Substance - are we ready to deliver?

I've been reading and hearing recently about a growing backlash gaining momentum that is fed up with having presentation over substance. Whether its TV cooks or politicians, people are beginning to wake up to the fact that the celebrity status carried by so many charismatic people doesn't mean diddly-squat to someone who actually wants the truth from someone who knows.

The church had better watch out. For many years, the church has thrived on charismatic preachers who have wowed the crowds with wit and clever 'acts' that tickle the masses, but in the same way as the general public are getting fed up with a dumbed down media, so many are going to fall away from the church because they're going to realise that their church is all is all hot air.

Churches looking for cultural relevance should maybe start looking for integrity and start allowing their people to be themselves in their church circles. There's nothing more irrelevant than someone trying to be what they're not, and trying to force a person to be a product of a culture that is not theirs in order to be hip and trendy has the moral integrity of Vogue.

I hate it when politicians spin their version of events and I hate even more when I see churches spin the gospel into something that makes false promises and deliver shallow expectations. The church needs to stop condemning people for being in the sinking sand and also stop describing the chemical makeup of the sinking sand, but it also needs to make clear that the sinking sand is there and the world is sinking into it ever deeper (a church that won't talk about the sinking sand is too shallow and a church that talks only of the sinking sand is too dead).

The challenge, as I see it for my life, is to make sure that I don't try and impress with anything other than the truth. Anything else that comes through in my ministry in terms of humour or little asides or even multimedia and culturally aware language need to remain as sideline issues that are part of my personality. Construing a sermon to a point where I can tell a certain joke or grind any axe is just going to suck. It also challenges me to look at my life and how I live it.

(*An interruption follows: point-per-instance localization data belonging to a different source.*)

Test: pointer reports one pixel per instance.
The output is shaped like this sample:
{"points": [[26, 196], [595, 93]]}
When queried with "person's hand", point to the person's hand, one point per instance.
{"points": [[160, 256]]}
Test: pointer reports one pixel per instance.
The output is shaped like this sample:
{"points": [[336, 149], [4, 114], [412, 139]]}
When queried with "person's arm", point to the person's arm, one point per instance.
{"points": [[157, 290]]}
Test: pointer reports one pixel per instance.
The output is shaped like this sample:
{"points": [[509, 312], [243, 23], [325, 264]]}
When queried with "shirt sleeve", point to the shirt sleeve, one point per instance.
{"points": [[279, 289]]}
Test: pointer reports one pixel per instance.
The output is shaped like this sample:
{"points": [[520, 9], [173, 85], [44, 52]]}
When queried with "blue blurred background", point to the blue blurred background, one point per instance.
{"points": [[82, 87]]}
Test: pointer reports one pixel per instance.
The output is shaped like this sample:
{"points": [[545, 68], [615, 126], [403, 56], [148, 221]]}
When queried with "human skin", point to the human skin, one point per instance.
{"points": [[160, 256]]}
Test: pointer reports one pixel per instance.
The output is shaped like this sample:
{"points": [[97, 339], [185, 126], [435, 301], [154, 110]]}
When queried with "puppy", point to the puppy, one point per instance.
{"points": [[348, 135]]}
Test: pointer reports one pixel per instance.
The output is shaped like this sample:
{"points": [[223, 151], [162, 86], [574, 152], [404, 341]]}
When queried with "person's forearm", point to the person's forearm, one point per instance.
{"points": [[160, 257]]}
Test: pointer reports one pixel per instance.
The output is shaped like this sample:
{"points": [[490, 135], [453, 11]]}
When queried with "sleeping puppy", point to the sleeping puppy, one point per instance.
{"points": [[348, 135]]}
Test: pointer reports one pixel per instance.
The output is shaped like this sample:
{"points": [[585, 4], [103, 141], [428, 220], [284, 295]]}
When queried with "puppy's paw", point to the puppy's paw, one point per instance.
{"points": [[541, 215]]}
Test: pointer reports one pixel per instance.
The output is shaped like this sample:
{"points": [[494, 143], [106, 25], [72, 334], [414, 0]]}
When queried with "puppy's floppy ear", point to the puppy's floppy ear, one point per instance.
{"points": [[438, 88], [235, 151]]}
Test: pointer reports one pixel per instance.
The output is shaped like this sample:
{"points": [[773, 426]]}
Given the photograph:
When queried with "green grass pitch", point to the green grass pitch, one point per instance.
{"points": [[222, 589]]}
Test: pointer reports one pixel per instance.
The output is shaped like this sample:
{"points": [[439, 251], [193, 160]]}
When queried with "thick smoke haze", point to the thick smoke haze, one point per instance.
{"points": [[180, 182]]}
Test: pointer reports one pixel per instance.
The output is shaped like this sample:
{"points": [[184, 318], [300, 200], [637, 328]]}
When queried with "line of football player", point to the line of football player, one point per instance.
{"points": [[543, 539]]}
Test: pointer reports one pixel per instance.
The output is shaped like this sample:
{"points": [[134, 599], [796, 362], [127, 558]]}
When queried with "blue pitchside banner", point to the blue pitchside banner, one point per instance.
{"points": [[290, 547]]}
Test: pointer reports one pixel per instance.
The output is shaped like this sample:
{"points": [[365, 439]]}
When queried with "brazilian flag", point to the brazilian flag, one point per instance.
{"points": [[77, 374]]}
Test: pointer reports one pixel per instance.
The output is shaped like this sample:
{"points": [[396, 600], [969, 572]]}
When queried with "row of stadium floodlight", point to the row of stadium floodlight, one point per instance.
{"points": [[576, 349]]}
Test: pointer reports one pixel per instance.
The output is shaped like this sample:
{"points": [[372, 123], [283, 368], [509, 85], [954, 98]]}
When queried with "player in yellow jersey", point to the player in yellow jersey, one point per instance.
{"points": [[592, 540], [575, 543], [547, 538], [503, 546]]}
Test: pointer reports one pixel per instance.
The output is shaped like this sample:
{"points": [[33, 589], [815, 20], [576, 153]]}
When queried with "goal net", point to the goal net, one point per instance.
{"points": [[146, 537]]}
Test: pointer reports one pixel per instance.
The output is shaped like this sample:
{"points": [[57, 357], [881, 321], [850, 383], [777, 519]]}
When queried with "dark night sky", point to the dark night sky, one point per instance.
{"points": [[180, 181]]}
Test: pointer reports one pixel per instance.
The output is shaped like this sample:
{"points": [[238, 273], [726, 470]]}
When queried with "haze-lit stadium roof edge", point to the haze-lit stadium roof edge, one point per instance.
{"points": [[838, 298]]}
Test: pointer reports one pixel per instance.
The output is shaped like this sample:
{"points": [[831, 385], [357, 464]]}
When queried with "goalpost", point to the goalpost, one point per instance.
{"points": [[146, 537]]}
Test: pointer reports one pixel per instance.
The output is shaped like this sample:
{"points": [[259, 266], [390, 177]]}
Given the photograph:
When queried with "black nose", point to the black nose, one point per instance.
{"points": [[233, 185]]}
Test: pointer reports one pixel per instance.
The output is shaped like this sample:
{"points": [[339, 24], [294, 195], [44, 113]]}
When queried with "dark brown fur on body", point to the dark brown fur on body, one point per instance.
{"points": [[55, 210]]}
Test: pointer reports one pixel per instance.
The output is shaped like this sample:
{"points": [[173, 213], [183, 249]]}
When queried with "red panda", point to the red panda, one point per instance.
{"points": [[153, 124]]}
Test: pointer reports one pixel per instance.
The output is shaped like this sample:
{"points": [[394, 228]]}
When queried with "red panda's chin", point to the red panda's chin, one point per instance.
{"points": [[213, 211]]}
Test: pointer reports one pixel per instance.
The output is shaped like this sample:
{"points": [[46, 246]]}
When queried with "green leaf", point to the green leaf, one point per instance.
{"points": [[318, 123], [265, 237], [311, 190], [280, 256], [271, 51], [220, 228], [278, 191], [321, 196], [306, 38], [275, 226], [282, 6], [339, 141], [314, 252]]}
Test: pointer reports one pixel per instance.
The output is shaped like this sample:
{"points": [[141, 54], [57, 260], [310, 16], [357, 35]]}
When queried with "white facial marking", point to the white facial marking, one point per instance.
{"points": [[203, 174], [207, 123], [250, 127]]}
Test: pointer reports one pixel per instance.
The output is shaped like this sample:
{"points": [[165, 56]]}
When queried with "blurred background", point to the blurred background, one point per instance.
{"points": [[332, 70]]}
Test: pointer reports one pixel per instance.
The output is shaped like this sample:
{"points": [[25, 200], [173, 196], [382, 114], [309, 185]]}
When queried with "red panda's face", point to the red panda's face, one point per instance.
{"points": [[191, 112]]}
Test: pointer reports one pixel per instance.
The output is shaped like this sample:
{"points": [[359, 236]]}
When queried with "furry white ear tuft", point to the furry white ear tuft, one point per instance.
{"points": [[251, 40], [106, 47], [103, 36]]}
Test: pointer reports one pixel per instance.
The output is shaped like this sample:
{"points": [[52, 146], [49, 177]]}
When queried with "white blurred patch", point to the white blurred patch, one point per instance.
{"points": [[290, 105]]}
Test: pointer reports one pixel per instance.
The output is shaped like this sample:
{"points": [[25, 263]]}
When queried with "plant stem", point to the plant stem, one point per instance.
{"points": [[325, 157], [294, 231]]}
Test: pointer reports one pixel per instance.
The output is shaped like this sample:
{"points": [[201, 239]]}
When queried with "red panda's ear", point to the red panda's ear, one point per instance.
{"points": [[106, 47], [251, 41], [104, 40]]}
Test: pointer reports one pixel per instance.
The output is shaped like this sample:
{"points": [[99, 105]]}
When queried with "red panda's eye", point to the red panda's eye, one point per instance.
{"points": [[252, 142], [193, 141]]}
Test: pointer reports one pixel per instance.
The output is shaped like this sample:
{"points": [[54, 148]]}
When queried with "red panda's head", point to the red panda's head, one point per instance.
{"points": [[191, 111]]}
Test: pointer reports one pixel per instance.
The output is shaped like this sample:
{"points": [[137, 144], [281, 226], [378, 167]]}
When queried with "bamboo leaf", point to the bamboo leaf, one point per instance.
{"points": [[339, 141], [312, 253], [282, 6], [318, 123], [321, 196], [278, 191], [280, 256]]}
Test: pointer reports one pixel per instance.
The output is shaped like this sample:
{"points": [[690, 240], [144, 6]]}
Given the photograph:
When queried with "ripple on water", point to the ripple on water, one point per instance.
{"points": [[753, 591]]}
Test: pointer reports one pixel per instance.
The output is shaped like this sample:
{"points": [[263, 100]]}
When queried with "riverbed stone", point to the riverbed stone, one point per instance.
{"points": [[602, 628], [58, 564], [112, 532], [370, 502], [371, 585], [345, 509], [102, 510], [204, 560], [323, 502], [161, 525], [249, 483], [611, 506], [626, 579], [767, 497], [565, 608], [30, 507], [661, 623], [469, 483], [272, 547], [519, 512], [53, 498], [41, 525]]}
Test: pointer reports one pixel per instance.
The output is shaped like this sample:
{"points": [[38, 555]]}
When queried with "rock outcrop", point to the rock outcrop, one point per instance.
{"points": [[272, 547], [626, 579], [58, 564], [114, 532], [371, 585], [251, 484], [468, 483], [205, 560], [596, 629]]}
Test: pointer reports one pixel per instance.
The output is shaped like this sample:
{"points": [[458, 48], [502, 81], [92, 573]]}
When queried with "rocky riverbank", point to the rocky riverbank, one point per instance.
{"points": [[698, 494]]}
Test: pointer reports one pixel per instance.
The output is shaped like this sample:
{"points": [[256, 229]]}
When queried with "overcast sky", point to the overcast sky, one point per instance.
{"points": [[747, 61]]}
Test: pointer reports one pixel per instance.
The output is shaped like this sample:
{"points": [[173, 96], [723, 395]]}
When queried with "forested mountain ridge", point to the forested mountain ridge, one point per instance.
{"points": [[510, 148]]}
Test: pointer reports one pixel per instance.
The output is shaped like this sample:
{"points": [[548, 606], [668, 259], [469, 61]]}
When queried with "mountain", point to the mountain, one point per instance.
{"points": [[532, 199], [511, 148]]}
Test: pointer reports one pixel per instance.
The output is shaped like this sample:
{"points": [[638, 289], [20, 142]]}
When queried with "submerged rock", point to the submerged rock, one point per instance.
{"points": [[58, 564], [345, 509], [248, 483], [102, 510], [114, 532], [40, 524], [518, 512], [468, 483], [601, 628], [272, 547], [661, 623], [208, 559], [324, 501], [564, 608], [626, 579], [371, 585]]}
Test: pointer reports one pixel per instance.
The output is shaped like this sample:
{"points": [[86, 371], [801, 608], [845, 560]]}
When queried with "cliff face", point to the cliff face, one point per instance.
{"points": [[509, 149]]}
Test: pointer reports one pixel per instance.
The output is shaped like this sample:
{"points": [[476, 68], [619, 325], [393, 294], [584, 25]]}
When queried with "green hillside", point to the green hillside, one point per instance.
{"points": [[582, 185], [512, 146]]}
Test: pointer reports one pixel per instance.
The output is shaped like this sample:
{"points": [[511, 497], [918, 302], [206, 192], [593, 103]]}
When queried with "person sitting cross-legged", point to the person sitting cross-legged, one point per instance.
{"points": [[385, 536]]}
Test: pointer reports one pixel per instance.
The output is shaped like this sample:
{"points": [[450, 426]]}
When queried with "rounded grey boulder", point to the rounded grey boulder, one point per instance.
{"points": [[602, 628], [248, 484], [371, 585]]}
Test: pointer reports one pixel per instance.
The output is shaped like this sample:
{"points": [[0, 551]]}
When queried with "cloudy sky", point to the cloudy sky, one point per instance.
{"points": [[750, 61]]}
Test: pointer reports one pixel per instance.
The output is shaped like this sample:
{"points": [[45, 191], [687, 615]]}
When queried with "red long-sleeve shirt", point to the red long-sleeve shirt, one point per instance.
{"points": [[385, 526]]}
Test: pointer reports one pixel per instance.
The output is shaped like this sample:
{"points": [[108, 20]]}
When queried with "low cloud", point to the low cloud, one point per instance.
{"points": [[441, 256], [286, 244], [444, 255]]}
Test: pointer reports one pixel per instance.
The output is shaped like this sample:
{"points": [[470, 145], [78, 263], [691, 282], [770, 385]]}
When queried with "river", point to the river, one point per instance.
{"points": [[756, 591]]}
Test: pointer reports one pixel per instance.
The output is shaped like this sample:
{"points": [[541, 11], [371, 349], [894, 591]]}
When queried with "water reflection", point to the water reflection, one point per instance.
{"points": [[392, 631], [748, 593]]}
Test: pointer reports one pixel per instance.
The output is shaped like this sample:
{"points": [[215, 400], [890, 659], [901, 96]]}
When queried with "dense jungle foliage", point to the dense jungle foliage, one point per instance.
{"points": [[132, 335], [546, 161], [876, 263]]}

Ben Elton said that at least in the old days, a religious belief cost something. The last decade or two has allowed Christians to live Christianity for free but as the world demands substance, we all need to ask ourselves; ARE WE READY?

Saturday 9 February 2008

Exposed to the Core

Podcasts are a fantastic way to listen to the 'radio' programs which cover only the things in which you are interested. Don't want to hear a program about the development of commerce in the North of England but do want to hear a program about your mobile phone and how to use it? No problem. Switch off the radio and pop on over to iTunes and subscribe to a free podcast.

Great. That's what I do.

But, I've found that receiving regular opinions from the core of an interest group exposes me to a lifestyle that is (not deliberately) portrayed as 'the way'. I'm fascinated by how the people I listen to refer to a $50 application as 'must have' and a $500 piece of hardware as 'essential' thus implying that if you want to be considered a 'serious user' or even a 'proper' user, then you have to get these.

Not only can a huge number of people not afford even one 'essential' $20 application, even more can't justify getting a new iPod when they already have one, albeit with 16GB less storage. Do you need to get a new Smartphone every six months in order to be considered an enthusiast?

As I said, I'm convinced that there's no intention to exclude anybody from the 'gang' in any of the plethora of podcasts that I enjoy, but it is interesting to see the social effects of having a 'community leader' (podcaster) defining the standard and establishing the 'best' stuff to buy. Even if I wanted to, I couldn't just buy the latest XBox game (I'd need an XBox first) if I didn't have the money. Would that make me less of a man?

This is the power of advertising and this is the single most thing that advertising needs in order to work; you are less important if you don't have our product. The challenge is for the common people to have enough self confidence and self awareness to be able to say 'that's nice but no, I don't need that'.